The trial of John Scopes for violating a recently passed Tennessee law banning the teaching of evolution in its schools was a media sensation. In the sweltering heat of that summer of 1925 in tiny Dayton, TN the issue of faith versus science was debated before a national audience. Scopes himself was virtually an afterthought, a bit player on a stage that featured celebrated characters like William Jennings Bryan, Clarence Darraw and H. L. Mencken.
In reading through her books and printouts on the Scopes Trial I have been struck by four things.
First, how completely manufactured the whole thing was, how staged. After the Tennessee legislature passed the anti-evolution bill, the recently-formed ACLU placed ads asking someone to violate the law so that the ACLU could challenge it, offering to provide for that person's defense. Then a bunch of dudes sitting at the drug store in Dayton, TN over coffee cooked up a brilliant scheme: Biggest philosophical issue of the day + High profile legal battle = Tourism! If there's going to be an evolution trial, why not here in little ol' Dayton? Think of the money to be made.
So young John Scopes was recruited to break the law and get arrested to stand trial. Bryan volunteers to travel to Dayton to argue, as only he can, for the prosecution, and on hearing this news Darrow immediately volunteers his services to the ACLU for the defense. Mencken - and about a jillion other reporters - descend on Dayton to cover the battle.
The thought of how CNN would cover the spectacle nowadays is physically nauseating.
Second, after a few days of holding the trial in the county courthouse and carting out a continual procession of fainting spectators, the judge decided to hold the remainder of the trial outdoors in the shade of nearby oak trees (you knew there was an oak angle coming, didn't you?). There is a delicious irony to holding a trial which was obstensibly to determine simply if a young teacher had broken a well defined law (in his closing remarks Darrow asked that Scopes be found guilty just so the case could be appealed to a higher court) but was actually about the much larger issue of religion versus science, in the shade of oak trees. Oak trees which are continuously evolving all around us to adapt to continously changing environmental and climatic conditions, forming new species, fusing old species into new ones, mutating.
Third, the irony of holding the Scopes Trial in the shade of oaks is even larger when you think about the facts that 1) what was actually being discussed was interpretation of the Book of Genesis as "Gospel truth" (sorry) versus oral history, when 2) as the brilliant J. Russell Smith has shown us Genesis stands as an almost perfect oral history of man's transition away from a life of peace and plenty eating the fruits of trees provided for him, to a life of sweat and toil coaxing annual grain crops from the Earth. Genesis stands as an oral history of an absolute truth.
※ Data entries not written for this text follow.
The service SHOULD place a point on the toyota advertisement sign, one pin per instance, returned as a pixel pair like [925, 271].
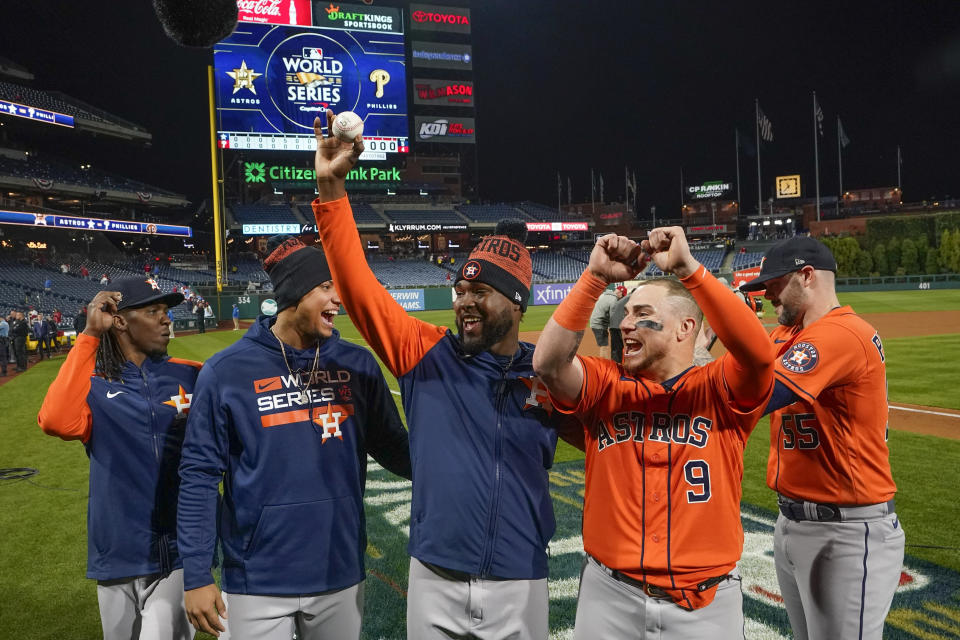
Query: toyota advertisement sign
[444, 19]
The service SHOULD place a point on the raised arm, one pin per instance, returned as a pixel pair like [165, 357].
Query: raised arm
[65, 412]
[399, 339]
[614, 258]
[748, 370]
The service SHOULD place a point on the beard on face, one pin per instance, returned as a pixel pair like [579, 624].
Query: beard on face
[495, 329]
[788, 315]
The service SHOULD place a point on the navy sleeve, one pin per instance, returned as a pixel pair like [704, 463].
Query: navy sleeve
[782, 397]
[387, 440]
[202, 465]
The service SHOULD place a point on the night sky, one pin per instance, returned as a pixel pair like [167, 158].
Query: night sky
[569, 86]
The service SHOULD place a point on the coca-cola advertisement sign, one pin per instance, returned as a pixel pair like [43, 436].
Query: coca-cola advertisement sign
[296, 12]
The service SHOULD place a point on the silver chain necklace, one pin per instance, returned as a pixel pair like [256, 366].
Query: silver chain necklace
[304, 386]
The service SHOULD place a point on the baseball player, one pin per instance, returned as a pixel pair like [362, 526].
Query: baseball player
[617, 313]
[838, 544]
[664, 444]
[285, 417]
[600, 318]
[127, 401]
[480, 423]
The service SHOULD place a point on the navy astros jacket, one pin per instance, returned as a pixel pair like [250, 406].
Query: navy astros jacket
[482, 430]
[132, 430]
[291, 519]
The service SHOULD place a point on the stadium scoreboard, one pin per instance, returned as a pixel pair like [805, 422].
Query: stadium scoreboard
[272, 80]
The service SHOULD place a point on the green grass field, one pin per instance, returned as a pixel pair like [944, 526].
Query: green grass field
[43, 593]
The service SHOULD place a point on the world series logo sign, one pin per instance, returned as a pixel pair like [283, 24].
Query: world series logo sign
[277, 79]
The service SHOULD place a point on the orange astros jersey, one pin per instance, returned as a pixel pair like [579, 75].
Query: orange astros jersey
[663, 474]
[831, 446]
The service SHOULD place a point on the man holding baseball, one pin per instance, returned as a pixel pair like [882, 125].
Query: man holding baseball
[664, 443]
[838, 544]
[481, 436]
[121, 395]
[285, 417]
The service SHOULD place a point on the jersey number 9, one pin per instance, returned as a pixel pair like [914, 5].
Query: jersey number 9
[697, 474]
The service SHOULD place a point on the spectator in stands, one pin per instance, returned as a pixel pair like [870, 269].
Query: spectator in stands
[600, 319]
[40, 332]
[19, 331]
[80, 321]
[4, 345]
[198, 311]
[617, 314]
[52, 331]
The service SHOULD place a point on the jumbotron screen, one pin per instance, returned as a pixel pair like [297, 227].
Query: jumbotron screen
[272, 80]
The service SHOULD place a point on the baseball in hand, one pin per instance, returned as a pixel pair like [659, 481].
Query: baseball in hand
[347, 126]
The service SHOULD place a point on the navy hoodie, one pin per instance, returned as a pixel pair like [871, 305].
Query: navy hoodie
[291, 517]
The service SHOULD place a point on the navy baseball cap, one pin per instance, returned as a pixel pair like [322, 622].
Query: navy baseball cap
[140, 292]
[792, 255]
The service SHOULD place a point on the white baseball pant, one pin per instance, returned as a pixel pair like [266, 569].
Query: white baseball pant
[146, 608]
[336, 615]
[441, 608]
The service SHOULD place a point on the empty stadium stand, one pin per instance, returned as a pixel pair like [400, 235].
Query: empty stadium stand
[59, 171]
[489, 212]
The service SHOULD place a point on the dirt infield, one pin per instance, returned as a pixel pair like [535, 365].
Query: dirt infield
[935, 421]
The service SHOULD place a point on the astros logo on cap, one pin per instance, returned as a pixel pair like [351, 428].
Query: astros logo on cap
[800, 358]
[471, 270]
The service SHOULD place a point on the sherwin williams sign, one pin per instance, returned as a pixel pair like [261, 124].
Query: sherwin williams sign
[409, 299]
Finally I have been struck by how a man's views and legacy can be simplified and trashed in an instant. William Jennings Bryan has been characterized, in large part due to the film Inherit the Wind, as a closed-minded buffoon who was made to look silly on the stand by Darrow's brilliant cross examination. The truth is, as always, considerably more complicated. And much more interesting.
Part of Bryan's objection to the teaching of evolution in schools was his deep concern about the implications of Social Darwinism, which in his view allowed one group of people to see itself as the pinnacle of evolution while believing other groups of people to be inferior. In fact, the very text book that Scopes taught from promoted the idea that caucasions were more evolved than other races of humans. Bryan understood, and to his eternal credit argued, that this concept could be used to justify wars and unimaginable mistreatment of fellow humans. As world events would very soon demonstrate with barbarous clarity and on an imaginable scope, he was correct to be concerned.
Bryan died five days after the trial ended.